This has been pretty much the default position of everyone who bought a Q6600 for the last two years. It was such a good chip at the time (particularly if you got a good G0 and overclocked it) that it's been hard to see any reason to upgrade from it since - same thing with the 8800GTX/GTS 512., They were so good at the time it's taken a long time for anything worth upgrading to to come up...

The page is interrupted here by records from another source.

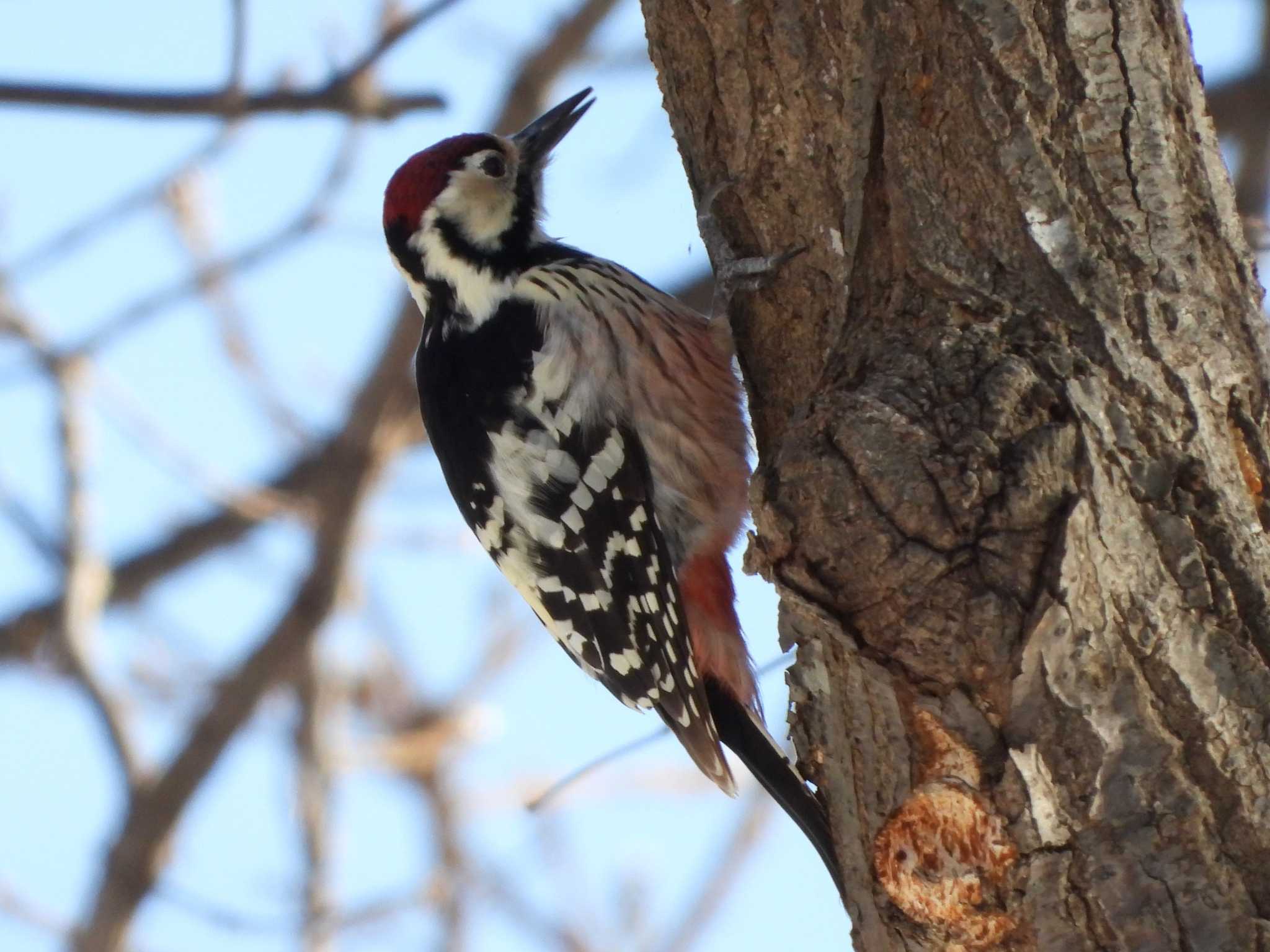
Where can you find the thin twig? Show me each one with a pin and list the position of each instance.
(313, 791)
(238, 43)
(374, 434)
(86, 581)
(300, 225)
(116, 211)
(347, 92)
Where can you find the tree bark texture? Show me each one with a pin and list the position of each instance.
(1011, 417)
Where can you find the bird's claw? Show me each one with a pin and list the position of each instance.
(734, 274)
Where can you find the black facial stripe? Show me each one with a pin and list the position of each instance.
(398, 235)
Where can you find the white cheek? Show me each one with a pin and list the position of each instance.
(481, 206)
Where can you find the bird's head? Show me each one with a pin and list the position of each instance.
(474, 198)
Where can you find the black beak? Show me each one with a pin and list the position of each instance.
(545, 132)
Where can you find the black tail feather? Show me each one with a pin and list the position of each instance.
(773, 770)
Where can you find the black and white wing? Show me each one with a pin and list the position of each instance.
(593, 565)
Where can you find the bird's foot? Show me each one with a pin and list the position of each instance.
(732, 272)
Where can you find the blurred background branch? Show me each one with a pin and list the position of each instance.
(213, 456)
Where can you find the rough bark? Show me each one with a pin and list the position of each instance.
(1011, 418)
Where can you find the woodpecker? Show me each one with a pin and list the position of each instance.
(590, 428)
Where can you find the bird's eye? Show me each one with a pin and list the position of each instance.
(494, 167)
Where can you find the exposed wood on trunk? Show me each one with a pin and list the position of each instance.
(1011, 418)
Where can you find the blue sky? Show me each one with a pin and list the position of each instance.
(316, 315)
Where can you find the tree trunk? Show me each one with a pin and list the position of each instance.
(1011, 418)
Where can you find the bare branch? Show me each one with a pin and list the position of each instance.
(238, 43)
(86, 578)
(347, 92)
(116, 210)
(374, 433)
(186, 201)
(343, 98)
(86, 581)
(313, 791)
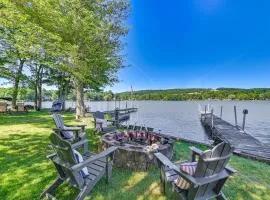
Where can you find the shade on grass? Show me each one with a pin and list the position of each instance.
(25, 171)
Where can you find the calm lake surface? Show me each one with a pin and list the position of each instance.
(181, 118)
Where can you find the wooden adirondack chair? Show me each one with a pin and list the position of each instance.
(69, 169)
(99, 118)
(3, 106)
(20, 106)
(210, 175)
(77, 130)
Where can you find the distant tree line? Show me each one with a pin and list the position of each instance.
(73, 45)
(198, 94)
(28, 94)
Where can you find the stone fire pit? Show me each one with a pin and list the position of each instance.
(136, 149)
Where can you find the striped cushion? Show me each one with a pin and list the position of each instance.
(190, 169)
(84, 172)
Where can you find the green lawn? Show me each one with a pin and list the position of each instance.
(25, 171)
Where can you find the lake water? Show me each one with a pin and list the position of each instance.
(181, 118)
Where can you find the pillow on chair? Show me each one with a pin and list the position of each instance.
(103, 122)
(84, 172)
(188, 168)
(67, 134)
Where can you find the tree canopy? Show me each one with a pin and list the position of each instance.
(80, 38)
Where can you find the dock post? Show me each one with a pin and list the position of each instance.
(235, 116)
(221, 109)
(212, 118)
(205, 108)
(245, 112)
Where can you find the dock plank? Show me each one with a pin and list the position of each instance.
(244, 143)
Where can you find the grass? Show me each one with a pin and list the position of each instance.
(25, 171)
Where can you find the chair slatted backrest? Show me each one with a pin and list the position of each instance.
(98, 115)
(3, 106)
(20, 106)
(212, 162)
(67, 158)
(59, 122)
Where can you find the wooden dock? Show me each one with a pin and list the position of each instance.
(245, 144)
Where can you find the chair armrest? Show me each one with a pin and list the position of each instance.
(79, 144)
(67, 129)
(51, 155)
(166, 162)
(85, 163)
(210, 179)
(230, 170)
(195, 152)
(77, 125)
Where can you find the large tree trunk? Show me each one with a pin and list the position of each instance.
(80, 110)
(16, 84)
(62, 88)
(38, 87)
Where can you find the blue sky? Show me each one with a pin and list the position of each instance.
(197, 43)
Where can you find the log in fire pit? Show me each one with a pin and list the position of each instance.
(137, 147)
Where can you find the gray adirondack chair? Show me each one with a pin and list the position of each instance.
(77, 130)
(209, 178)
(69, 170)
(98, 118)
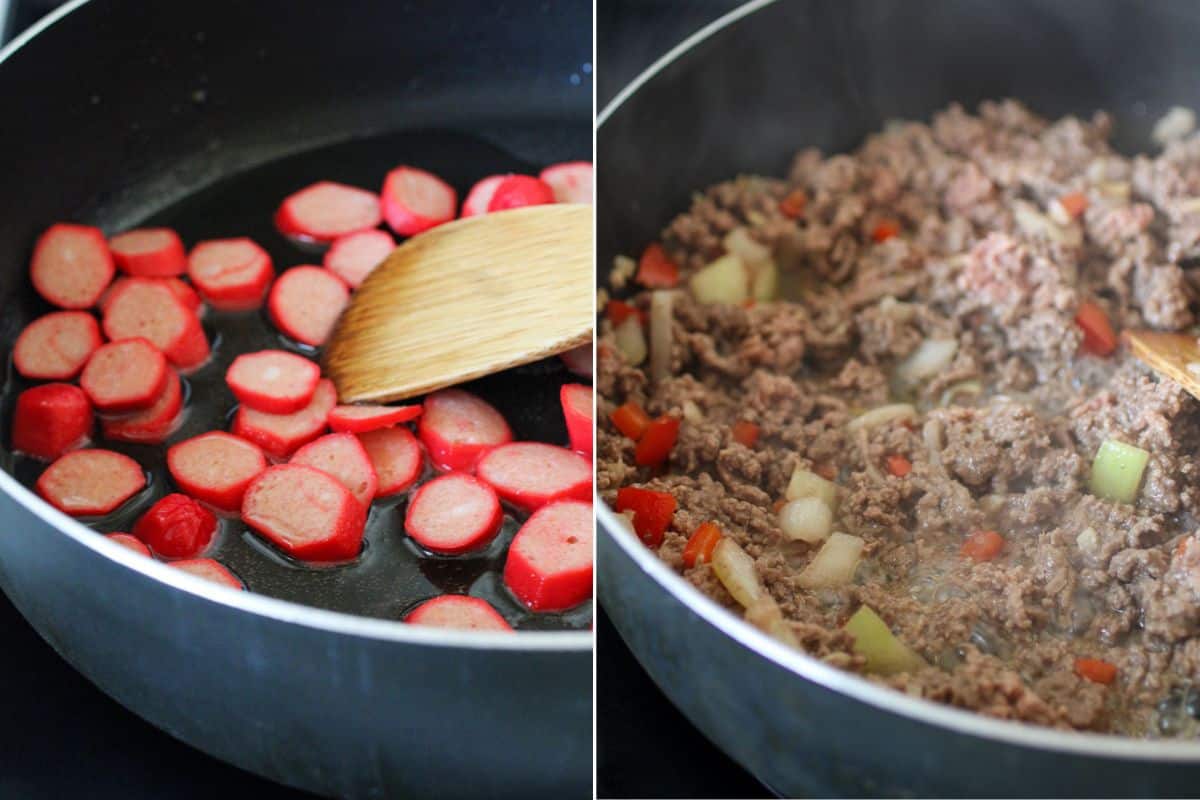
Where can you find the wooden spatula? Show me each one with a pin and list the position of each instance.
(1174, 355)
(467, 299)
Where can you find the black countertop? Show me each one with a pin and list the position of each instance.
(645, 747)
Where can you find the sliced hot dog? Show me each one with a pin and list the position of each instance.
(459, 427)
(415, 200)
(305, 512)
(550, 561)
(126, 376)
(576, 401)
(571, 181)
(210, 570)
(71, 265)
(457, 612)
(327, 210)
(130, 542)
(148, 308)
(281, 434)
(149, 252)
(396, 457)
(177, 527)
(480, 196)
(231, 274)
(531, 474)
(57, 346)
(454, 513)
(354, 257)
(51, 420)
(341, 456)
(360, 419)
(306, 301)
(215, 468)
(273, 380)
(90, 482)
(155, 423)
(519, 191)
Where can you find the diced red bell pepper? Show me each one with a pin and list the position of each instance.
(1096, 671)
(655, 270)
(1098, 335)
(652, 512)
(983, 546)
(630, 420)
(745, 433)
(655, 444)
(703, 541)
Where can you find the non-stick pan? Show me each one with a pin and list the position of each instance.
(742, 96)
(118, 109)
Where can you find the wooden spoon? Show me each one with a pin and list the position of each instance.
(467, 299)
(1174, 355)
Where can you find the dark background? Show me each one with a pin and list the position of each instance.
(645, 747)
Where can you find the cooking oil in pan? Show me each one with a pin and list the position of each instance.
(393, 573)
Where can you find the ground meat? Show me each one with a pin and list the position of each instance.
(1006, 426)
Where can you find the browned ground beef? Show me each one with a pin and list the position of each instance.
(1002, 636)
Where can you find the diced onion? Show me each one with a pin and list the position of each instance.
(1175, 124)
(630, 341)
(807, 483)
(808, 519)
(767, 617)
(660, 335)
(739, 242)
(930, 358)
(736, 571)
(723, 281)
(1117, 470)
(883, 651)
(882, 415)
(834, 564)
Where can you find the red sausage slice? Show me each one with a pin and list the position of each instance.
(459, 427)
(327, 210)
(57, 346)
(354, 257)
(396, 458)
(51, 420)
(341, 456)
(531, 474)
(457, 612)
(360, 419)
(130, 542)
(126, 376)
(215, 468)
(149, 252)
(90, 482)
(454, 513)
(306, 301)
(305, 512)
(155, 423)
(281, 434)
(273, 380)
(480, 196)
(550, 560)
(209, 570)
(576, 402)
(415, 200)
(231, 274)
(177, 527)
(148, 308)
(71, 265)
(571, 181)
(519, 191)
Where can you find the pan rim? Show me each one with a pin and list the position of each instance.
(799, 662)
(282, 611)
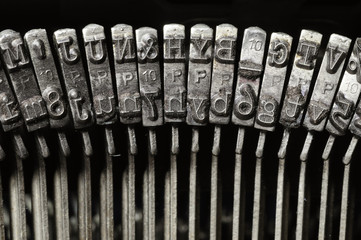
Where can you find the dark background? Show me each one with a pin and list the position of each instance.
(324, 16)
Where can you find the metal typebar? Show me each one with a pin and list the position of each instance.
(220, 110)
(174, 112)
(267, 114)
(198, 101)
(250, 70)
(291, 115)
(318, 110)
(129, 113)
(152, 114)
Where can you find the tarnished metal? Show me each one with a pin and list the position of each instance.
(175, 91)
(49, 83)
(291, 115)
(17, 63)
(100, 80)
(326, 83)
(221, 93)
(250, 69)
(267, 114)
(199, 74)
(315, 120)
(125, 65)
(273, 82)
(73, 73)
(149, 76)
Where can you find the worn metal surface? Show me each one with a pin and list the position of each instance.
(199, 75)
(250, 69)
(221, 93)
(126, 75)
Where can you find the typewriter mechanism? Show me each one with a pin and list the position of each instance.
(197, 128)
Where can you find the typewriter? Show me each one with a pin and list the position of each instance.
(171, 119)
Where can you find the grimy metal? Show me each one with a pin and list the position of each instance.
(300, 79)
(17, 63)
(221, 94)
(250, 69)
(149, 76)
(47, 77)
(175, 92)
(99, 74)
(273, 81)
(125, 64)
(10, 115)
(326, 83)
(67, 48)
(347, 95)
(199, 74)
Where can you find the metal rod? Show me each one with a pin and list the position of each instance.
(84, 192)
(193, 221)
(215, 231)
(237, 226)
(257, 231)
(106, 198)
(17, 201)
(61, 198)
(39, 198)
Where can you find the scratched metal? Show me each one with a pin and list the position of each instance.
(10, 116)
(347, 94)
(175, 91)
(326, 83)
(250, 69)
(223, 74)
(299, 82)
(126, 75)
(67, 48)
(99, 74)
(47, 77)
(17, 62)
(273, 81)
(149, 76)
(199, 74)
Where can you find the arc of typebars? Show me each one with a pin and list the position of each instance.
(351, 76)
(129, 104)
(174, 113)
(32, 106)
(250, 69)
(220, 108)
(209, 94)
(152, 115)
(343, 105)
(292, 113)
(317, 111)
(73, 72)
(267, 113)
(199, 83)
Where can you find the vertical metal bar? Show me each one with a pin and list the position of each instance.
(40, 199)
(174, 112)
(61, 198)
(152, 111)
(84, 199)
(215, 218)
(238, 218)
(244, 109)
(106, 199)
(268, 113)
(193, 218)
(129, 104)
(316, 116)
(17, 201)
(2, 223)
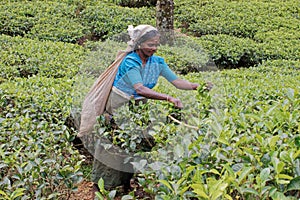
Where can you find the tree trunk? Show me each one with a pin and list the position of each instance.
(165, 20)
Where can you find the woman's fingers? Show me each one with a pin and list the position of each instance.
(176, 102)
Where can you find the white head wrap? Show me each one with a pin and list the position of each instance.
(136, 33)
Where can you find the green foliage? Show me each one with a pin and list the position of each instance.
(135, 3)
(186, 56)
(46, 21)
(244, 147)
(107, 20)
(242, 34)
(37, 159)
(230, 51)
(238, 141)
(23, 57)
(238, 18)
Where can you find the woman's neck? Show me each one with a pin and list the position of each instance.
(143, 57)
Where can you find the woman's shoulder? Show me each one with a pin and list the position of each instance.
(158, 59)
(132, 57)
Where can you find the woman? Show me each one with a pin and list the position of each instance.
(137, 74)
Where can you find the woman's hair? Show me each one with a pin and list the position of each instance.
(146, 36)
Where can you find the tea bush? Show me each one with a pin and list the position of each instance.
(246, 147)
(228, 26)
(23, 57)
(43, 20)
(107, 20)
(37, 158)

In fact, for the kind of workload I put my main rig under I decided a Q6600 was *overkill*, and I've recently downgraded to a Pentium dual core (which I intend to overclock the bejesus out of
).
Let's be honest, this is really what's hurting AMD at the minute. Core 2 was a massive jump in performance - so much so that the cheapest Core 2 on release was faster than the fastest Pentium 4 in almost every situation. It was a game changer, and ever since it was released AMD have been running to stand still. From being consistently ahead of Intel, they suddenly - and I think unexpectedly - found themselves barely competitive with Intel's mid-range and value processors. There's two obvious knock-on effects of that. Firstly it left them with a huge performance gap to bridge and no quick and easy answer: it took until Phenom II launched for them to be competitive with Core 2, let alone anything Intel had been working on in the mean time. But, perhaps more importantly, it also meant they had to adjust their pricing to fit their new position in the performance hierarchy. AMD haven't launched a processor at more than ~ £250 for as long as I can remember, when their top-of-the-range Athlon FXes used to ship with the same $1000 price tag Intel still sees fit to apply to their flagship processors. That means compaction of the entire range, and much lower margins on the top end parts, along with a reduction in revenues and therefore R&D budget (amongst others). That must have had a detrimental effect on the development of Bulldozer, leading to a late, and apparently slightly flawed, chip, stacking up not only against Intel's further developments of a game-changing architecture, but also against a highly revised and optimised version of the K8 architecture in Phenom II which is surprisingly capable.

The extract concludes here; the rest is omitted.